Iman al-Masry is simply exhausted after giving birth to quadruplets in a hospital in southern Gaza, miles away from her home in the north of the war-torn Palestinian territory.
Days into the Israel-Hamas war sparked by Hamas's 7 October attack on Israel, the young woman fled the family home in Beit Hanun on foot with her three other children seeking safety.
They walked five kilometers to the Jabalia refugee camp, looking for a means of transport that would take them to Deir al-Balah further south.
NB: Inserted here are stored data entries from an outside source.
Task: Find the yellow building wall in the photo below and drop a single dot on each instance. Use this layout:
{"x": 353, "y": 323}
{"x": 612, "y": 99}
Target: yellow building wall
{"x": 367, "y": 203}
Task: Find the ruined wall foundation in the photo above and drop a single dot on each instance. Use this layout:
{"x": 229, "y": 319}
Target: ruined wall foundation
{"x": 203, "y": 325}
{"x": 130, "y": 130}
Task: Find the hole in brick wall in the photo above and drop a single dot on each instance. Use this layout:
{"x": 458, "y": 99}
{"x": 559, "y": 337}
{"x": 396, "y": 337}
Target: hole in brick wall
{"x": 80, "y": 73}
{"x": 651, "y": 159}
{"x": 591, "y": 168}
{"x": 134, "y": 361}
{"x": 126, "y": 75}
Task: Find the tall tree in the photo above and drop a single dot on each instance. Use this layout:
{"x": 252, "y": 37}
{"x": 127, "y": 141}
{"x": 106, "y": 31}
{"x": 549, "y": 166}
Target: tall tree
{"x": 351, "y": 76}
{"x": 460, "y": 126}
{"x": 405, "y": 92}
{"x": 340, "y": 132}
Iman was six months pregnant and "the distance was too long," she told Agence France-Presse.
"It affected my pregnancy," added the 28-year-old mother, who gave birth by C-section on 18 December to daughters Tia and Lynn and sons Yasser and Mohammed.
But Iman was quickly asked to leave the hospital with the newborns — minus Mohammed who was too fragile to go with them — to make room for other patients of the war.
Now, with Tia, Lynn and Yasser, they live in a cramped schoolroom turned shelter in Deir al-Balah along with around 50 other members of their extended family.
"Mohammed weighs only one kilogram. He cannot survive," she said of the child she left behind at a hospital in the Nuseirat refugee camp.
Lying on a foam mattress in a schoolroom turned shelter for her and her extended family, Iman recounts her journey from hell.